Edu Espiau

Personal information
- Full name: Eduardo David Espiau Hernández
- Date of birth: 19 December 1994 (age 31)
- Place of birth: Las Palmas, Spain
- Height: 1.85 m (6 ft 1 in)
- Position: Forward

Team information
- Current team: Zaragoza

Youth career
- Huracán
- Universidad LP
- Puerto Las Palmas
- Estrella Roja
- Barrio Atlántico

Senior career*
- Years: Team / Apps / (Gls)
- 2013–2016: Acodetti / ? / (?)
- 2016–2017: Las Palmas C / ? / (33)
- 2018–2019: Las Palmas B / 43 / (12)
- 2019–2021: Las Palmas / 29 / (2)
- 2019–2020: → Villarreal B (loan) / 27 / (9)
- 2021–2023: Ponferradina / 77 / (12)
- 2023–2025: Burgos / 78 / (4)
- 2025–2026: Arka Gdynia / 29 / (6)
- 2026–: Zaragoza / 0 / (0)

= Edu Espiau =

Spanish footballer

Eduardo David "Edu" Espiau Hernández (born 19 December 1994) is a Spanish professional footballer who plays as a forward for Primera Federación club Real Zaragoza.

==Club career==
Espiau was born in Las Palmas, Canary Islands, and finished his formation with AD Barrio Atlántico. In 2013, he joined Acodetti CF in the regional leagues, and made his debut as a senior during the campaign.

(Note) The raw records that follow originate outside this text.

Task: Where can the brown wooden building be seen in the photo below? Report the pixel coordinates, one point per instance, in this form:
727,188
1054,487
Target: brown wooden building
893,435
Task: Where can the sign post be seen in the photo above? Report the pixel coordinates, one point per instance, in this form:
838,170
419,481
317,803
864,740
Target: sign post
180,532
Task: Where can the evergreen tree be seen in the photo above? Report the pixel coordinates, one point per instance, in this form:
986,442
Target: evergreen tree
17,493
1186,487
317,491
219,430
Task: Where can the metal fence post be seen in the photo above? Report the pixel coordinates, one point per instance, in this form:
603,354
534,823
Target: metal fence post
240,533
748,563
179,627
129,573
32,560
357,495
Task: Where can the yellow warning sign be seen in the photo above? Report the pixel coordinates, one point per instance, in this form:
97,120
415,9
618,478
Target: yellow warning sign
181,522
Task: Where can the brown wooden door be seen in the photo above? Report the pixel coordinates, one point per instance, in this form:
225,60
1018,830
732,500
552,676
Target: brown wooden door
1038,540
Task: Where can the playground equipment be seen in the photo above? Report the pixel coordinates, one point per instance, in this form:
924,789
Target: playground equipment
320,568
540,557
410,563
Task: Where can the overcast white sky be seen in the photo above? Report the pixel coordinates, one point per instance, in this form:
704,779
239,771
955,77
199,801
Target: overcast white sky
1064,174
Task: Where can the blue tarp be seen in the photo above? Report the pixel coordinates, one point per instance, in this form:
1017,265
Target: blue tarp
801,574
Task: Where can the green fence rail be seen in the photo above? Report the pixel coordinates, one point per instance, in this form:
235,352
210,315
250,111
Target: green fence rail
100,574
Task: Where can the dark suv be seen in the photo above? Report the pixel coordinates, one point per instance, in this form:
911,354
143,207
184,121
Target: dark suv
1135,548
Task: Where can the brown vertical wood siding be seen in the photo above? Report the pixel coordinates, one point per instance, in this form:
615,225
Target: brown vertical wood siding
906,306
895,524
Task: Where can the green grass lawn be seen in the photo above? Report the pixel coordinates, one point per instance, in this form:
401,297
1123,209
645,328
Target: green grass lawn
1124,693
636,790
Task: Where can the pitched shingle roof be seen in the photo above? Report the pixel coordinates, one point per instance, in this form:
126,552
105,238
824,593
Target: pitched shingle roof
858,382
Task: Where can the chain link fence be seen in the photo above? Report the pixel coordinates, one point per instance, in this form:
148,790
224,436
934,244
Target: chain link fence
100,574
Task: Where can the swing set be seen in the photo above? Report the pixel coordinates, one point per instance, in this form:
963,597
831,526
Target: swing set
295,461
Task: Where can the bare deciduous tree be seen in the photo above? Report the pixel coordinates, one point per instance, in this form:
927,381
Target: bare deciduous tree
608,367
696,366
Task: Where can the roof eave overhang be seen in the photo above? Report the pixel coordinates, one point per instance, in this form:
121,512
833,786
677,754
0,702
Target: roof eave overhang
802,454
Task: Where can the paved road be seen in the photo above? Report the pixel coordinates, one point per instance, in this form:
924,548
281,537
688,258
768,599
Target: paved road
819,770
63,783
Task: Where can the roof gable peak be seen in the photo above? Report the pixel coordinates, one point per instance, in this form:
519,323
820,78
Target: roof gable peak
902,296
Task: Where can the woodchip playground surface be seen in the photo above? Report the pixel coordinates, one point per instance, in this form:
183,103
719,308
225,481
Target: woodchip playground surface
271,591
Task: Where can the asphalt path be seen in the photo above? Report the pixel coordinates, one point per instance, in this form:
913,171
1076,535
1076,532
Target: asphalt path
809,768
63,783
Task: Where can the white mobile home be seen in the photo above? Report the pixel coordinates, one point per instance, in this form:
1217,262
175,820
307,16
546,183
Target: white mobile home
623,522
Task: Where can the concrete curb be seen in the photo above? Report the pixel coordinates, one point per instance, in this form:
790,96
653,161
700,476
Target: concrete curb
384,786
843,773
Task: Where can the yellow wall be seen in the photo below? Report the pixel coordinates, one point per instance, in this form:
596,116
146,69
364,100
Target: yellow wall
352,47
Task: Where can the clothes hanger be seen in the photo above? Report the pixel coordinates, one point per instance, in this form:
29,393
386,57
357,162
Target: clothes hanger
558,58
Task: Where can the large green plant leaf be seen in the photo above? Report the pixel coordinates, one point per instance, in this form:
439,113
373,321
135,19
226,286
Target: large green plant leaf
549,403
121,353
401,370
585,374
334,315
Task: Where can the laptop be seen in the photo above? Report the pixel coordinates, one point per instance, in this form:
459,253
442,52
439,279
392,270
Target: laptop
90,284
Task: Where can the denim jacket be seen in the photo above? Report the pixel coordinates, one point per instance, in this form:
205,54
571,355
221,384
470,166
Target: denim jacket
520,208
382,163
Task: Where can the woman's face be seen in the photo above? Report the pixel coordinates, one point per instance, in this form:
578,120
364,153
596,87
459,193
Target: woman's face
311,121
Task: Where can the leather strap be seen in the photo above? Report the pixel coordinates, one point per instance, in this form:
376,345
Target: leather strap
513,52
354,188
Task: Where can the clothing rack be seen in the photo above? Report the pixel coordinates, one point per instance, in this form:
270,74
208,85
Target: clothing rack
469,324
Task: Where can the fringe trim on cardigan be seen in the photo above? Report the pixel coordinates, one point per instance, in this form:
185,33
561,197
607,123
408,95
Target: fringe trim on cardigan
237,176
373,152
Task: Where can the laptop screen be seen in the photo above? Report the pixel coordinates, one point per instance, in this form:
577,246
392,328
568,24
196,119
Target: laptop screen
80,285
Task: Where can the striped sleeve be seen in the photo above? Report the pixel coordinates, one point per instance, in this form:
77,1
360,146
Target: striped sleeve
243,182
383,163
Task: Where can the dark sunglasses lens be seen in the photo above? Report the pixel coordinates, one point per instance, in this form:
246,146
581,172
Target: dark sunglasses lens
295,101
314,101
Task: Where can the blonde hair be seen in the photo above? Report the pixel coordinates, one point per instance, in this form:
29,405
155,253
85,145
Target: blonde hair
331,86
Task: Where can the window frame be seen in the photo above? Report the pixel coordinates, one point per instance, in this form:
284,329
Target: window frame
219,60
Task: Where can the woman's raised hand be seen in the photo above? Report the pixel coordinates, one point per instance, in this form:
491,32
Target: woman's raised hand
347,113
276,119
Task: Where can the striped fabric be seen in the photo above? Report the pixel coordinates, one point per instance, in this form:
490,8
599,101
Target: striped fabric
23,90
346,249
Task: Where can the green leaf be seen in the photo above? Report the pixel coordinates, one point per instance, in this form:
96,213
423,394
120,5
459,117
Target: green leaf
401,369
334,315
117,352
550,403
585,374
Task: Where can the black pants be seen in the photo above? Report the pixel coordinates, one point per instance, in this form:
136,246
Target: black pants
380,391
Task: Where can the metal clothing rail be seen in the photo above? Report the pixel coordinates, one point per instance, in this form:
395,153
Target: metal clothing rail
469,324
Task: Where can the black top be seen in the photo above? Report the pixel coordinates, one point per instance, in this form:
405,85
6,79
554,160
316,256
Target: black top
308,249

In 2016, Espiau joined UD Las Palmas, initially assigned to the C-team, also in the lower leagues. He helped the side achieve promotion to Tercera División in his first season by scoring 23 goals, and added a further ten in his second before being promoted to the reserves in December 2017.

On 16 August 2018, Espiau was promoted to the main squad in Segunda División, but was demoted back to the B-side on 31 August. On 13 August of the following year, he was loaned to Villarreal CF B for the season.

Upon returning, Espiau was assigned back to the main squad, and made his professional debut on 12 September 2020 by starting in a 0–1 away loss against CD Leganés. He scored his first professional goal fourteen days later, netting the equalizer in a 2–2 away draw against Real Zaragoza.

On 1 July 2021, Espiau moved to fellow second division side SD Ponferradina. On 3 June 2023, after Ponfes relegation, he signed a two-year deal with fellow league team Burgos CF.

On 16 July 2025, Espiau joined several compatriots at Polish Ekstraklasa club Arka Gdynia after signing a two-year deal. He was released by Arka after the 2025–26 season, and signed with Primera Federación side Real Zaragoza on 11 July 2026.